The Greeks protest and demonstrate almost every day. The public is not going to cooperate with the current government. PASOK, the party in power, is still trying to find a way to take away taxi driver medallions, which are worth lots of money, and turn the taxi business over to a Germany company. This past week they passed legislation adding a penalty charge of several percent to real estate taxes and worse yet, they now want to make it retroactive to 2001. These are taxes the people are incapable of paying.
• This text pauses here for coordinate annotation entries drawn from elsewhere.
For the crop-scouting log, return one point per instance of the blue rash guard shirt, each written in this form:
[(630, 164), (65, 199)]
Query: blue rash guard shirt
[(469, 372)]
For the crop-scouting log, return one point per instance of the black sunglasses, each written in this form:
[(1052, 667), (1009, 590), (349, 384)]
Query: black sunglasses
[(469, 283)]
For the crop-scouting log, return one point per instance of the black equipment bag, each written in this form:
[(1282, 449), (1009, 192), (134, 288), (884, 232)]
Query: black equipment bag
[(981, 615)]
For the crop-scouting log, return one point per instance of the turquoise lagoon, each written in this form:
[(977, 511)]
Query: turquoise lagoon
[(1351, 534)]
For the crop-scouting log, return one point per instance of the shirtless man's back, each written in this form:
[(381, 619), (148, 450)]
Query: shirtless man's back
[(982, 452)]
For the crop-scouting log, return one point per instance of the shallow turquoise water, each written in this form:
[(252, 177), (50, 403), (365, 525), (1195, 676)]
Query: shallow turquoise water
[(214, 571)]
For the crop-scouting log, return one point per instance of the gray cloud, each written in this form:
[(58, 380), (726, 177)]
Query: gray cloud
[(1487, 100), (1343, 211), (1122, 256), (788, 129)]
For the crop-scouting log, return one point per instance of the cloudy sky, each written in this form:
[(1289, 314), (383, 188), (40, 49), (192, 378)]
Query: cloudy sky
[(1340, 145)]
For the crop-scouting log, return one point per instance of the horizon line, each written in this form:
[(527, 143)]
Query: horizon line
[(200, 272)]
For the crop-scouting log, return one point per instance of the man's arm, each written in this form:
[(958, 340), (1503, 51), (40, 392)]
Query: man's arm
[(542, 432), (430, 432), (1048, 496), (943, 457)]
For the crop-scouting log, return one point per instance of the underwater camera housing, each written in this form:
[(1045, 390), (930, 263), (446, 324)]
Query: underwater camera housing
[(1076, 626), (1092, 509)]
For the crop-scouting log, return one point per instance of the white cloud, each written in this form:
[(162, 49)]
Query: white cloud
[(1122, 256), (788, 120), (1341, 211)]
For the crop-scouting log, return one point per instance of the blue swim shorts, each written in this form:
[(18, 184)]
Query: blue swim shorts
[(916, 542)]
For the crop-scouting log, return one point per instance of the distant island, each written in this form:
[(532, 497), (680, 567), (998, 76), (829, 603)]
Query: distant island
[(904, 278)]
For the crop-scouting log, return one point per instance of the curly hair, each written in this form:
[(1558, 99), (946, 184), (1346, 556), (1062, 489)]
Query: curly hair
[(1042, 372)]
The results are continual strikes.

           
Germany’s finance minister, Wolfgang Schäuble says there is no secret plan to leverage the EU’s bailout plan from $595 billion to $2.7 trillion. This increase, illegal in Germany, would cause a downgrade in the sovereign debt rating of the solvent states. If there is a secret master plan put together with the help of the Fed, it will destroy Germany’s constitution and democracy. Social Democrats denounced the back-room dealing and the secrecy. The real implications of such a deal is to put Germany’s domestic finances under the control of the EFSF and eventually the European Monetary Union, the EMU. German citizens are being taken to the cleaners, they do not know about these back-room deals. It could lead, once exposed, to a referendum and a new constitution, which would destroy Germany’s democracy in order to form government by bureaucrats, who would prepare the EU for the new world order. The current Congress does not have the legal right to sign away German sovereignty. The Bundestag cannot abdicate its fiscal responsibilities to accommodate the banking elitists. This sordid relationship will lead to resistance by the people and could end up in revolution, if the bankers are stupid enough to push the issue. The EU is already in the clutches of supra-national bodies, which are not elected and accountable only to the bankers. They have already usurped tax and spending and want to extend that to domestic fiscal matters, which will destroy the sovereignty of all of the 27 EU countries. Mr. Schäuble is lying. There is a secret elitist deal. This exposure will lead to the breakup of the euro zone and the EU and cause a banking collapse. That won’t be difficult because the banks are already broke. The future for Europe is not pretty. Smart Europeans are moving their wealth to gold and silver related assets. The Fed cannot rescue Europe indefinitely. European financial problems are going to get worse because they are trying to save the banks at any cost and it isn’t going to work.